Dear Dumbledore,

So I heard.

While I'm really happy there's a gay character in the Harry Potter books, it must have been hard to be the only one in a seven part series. No wonder you were so hidden all the time, so restrained and soft-spoken.

And I heard the truth about Grindelwald, too; I can't imagine what it must have been like to have fought the one you love, and then be subject to years of stories about the time you defeated one of the most evil tyrants in history. It's hard for people to understand things unless they're completely black and white.

But perhaps the most horrible thing of all, the part I feel the worst about for you, is that the person who knows you the most deeply, a person who you trust to represent you to the world community, your creator...OUTED YOU!

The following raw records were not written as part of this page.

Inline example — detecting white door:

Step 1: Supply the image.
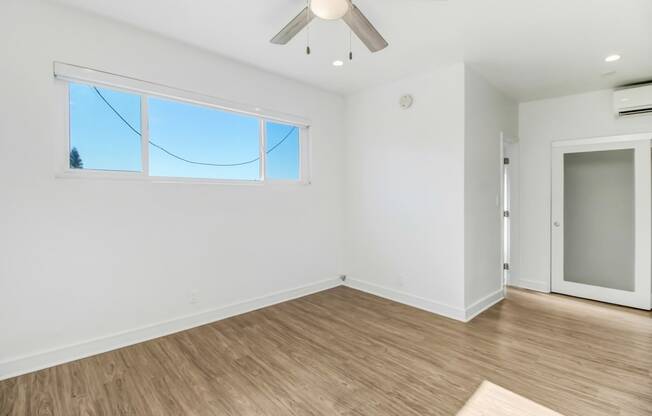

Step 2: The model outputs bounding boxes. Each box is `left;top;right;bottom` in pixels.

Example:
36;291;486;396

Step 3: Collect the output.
551;135;651;310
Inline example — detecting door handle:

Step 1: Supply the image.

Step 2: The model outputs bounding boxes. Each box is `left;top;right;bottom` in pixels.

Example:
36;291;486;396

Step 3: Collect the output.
553;221;560;227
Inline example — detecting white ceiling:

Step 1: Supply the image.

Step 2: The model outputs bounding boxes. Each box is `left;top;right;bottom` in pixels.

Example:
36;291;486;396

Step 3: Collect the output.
51;0;652;101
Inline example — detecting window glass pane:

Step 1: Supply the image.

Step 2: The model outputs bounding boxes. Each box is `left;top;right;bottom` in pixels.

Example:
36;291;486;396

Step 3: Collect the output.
148;98;260;180
69;83;142;171
265;121;300;180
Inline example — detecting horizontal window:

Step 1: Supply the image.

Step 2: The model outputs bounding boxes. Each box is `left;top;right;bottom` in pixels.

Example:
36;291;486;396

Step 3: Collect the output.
66;81;307;183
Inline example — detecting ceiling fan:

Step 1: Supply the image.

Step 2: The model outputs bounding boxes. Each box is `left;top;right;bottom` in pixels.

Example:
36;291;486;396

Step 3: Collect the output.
270;0;389;54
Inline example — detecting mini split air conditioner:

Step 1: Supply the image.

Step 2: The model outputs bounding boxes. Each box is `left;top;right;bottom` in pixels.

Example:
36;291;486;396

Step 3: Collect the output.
614;83;652;117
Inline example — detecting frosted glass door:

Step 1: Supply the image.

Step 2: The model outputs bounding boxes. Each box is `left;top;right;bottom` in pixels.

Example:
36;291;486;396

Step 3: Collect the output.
563;149;635;291
551;138;651;310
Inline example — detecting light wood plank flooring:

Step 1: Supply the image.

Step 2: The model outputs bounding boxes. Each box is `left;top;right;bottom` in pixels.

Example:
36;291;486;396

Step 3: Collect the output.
1;287;651;415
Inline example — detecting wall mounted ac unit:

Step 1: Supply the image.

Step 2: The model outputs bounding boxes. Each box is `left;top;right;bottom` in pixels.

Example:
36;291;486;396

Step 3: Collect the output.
614;84;652;117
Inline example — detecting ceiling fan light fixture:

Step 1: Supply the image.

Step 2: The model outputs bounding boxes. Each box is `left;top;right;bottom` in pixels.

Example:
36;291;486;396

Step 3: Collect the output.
270;0;387;53
310;0;350;20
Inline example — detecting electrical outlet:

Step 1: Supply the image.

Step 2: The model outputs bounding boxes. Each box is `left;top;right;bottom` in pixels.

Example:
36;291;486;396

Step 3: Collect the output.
190;291;198;305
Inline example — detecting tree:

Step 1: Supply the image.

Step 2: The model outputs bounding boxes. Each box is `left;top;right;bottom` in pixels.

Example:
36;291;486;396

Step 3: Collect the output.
70;147;83;169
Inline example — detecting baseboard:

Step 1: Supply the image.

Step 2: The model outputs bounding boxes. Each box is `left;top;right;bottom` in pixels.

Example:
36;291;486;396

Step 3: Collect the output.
510;279;550;293
344;279;467;321
345;279;505;323
464;289;505;322
0;277;342;381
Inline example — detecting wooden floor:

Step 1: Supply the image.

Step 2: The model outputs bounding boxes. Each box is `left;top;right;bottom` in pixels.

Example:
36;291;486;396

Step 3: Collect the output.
1;287;651;416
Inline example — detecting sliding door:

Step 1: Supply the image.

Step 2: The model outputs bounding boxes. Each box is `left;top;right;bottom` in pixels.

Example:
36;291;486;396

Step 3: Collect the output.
551;136;651;310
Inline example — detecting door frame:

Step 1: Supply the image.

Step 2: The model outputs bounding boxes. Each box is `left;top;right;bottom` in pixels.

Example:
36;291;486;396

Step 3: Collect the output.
550;133;652;310
501;133;519;297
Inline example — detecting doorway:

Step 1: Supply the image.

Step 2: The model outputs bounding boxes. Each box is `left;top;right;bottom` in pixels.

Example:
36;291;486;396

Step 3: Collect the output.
503;148;511;292
502;138;519;293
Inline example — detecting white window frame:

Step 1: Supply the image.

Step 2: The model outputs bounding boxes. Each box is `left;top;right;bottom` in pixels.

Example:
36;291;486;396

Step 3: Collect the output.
55;62;311;185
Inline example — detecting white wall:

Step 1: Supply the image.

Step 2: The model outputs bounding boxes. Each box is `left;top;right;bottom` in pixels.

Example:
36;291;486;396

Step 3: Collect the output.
0;0;345;377
518;90;652;291
344;64;468;317
343;64;517;319
463;68;518;307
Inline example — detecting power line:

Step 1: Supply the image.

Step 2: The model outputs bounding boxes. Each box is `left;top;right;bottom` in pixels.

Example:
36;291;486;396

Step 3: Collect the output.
91;86;296;167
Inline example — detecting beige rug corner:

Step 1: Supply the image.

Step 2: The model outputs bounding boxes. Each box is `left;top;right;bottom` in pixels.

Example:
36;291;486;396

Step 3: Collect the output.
457;381;563;416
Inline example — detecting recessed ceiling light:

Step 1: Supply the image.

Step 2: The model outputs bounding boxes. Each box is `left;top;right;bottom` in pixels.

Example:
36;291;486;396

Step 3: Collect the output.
605;54;621;62
333;60;344;67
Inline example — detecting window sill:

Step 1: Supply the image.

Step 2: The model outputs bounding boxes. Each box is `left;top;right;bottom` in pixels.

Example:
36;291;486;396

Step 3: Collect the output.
55;170;310;186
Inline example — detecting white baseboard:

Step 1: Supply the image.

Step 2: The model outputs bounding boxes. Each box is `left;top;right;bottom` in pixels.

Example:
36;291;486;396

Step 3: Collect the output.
0;277;514;381
464;289;505;322
344;279;467;321
0;277;342;381
510;278;550;293
345;279;504;323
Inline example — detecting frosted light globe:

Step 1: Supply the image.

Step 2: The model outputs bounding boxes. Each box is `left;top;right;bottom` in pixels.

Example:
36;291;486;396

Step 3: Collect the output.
310;0;350;20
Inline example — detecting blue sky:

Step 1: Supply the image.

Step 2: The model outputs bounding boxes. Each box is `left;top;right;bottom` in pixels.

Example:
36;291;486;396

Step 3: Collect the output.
69;83;300;180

In this day and age, most of us know about the repercussions of outing someone's homosexuality to the rest of the world. And what was most interesting was that the way in which your friend, J.K. Rowling, went about doing it -- at a book reading she answered a question about your romantic history, noting nonchalantly that you were in love with a man, that you were gay, that she knew it all along, that she knew as she was helping your character grow with each page. This also means, as I'm sure you're well aware, that she planned to hide your sexuality in a way not unlike the hidden, lost-to-the-world homosexuals from some of the more repressive works of Victorian literature.

So the way this all rolled out was really interesting. A lot of people like me were upset with Rowling for not including a queer character in the series, but with this announcement it seemed like she answered our pleas. The news set in and fans everywhere were shocked; scores of people, I'm sure, flipped back through each chapter of your history, from the moments when you shared wise advice with the children of Hogwarts, to the time you brought Harry to his foster family, to the momentous time you saved Harry from Voldemort using the most astonishing magic, to flashbacks in the later books giving snapshots of your past. With but a few sentences, Rowling refashioned your entire history for the world to see. Your character was, quite honestly, hijacked.

But I guess that's how outing works, how coming out often works. You "come out" of supposed hiding, and the world sees you in a different light; sexuality is a huge part of one's identity -- whether it's discussed or not (heterosexual or homosexual), it shapes many of our thoughts and behaviors in life. The question then becomes, it seems, is whether Rowling did you real justice or not.

I would argue that Rowling is operating within the framework of the literary market, making choices about her characters that seek to "gently push" rather than "revolutionize"; she did not include gay characters in the story because, well, the sociopolitical climate in which Harry Potter most profoundly exists is one that does not welcome gay characters in children's literature -- the books wouldn't be bought. ("I would have told you earlier if I knew it would make you so happy." *) And while in many parts of our country the notion of a Victorian gay sexuality, a gayness that can only exist behind closed doors and in deep secrecy, is disappearing...children are still seen as at risk; real gay characters, real gay mentors, gay teachers, are a threat to their childhood and their growth.

And so, dear Dumbledore, I'm sorry that you had to live your life like the many gay characters we have seen from movies past, their youthful romances stifled by fear of heteronormativity, their identities quelled into a restrained silence. When you watched over the children of Hogwarts, you did it so they could grow to be themselves, free of unjust limitations and empowered by love.

But Dumbledore, for all the good you have done in your life and the happiness I am sure it brought you, I am still left with one telling image -- an image of you standing in front of the Mirror of Erised with Harry, describing the view in front of you, a view that reflects your life's deepest wishes: "I? I see myself holding a pair of thick, woolen socks. One can never have enough socks." For those in hiding, mirrors can be the most debilitating; you looked in the mirror, and you were forced to see...nothing.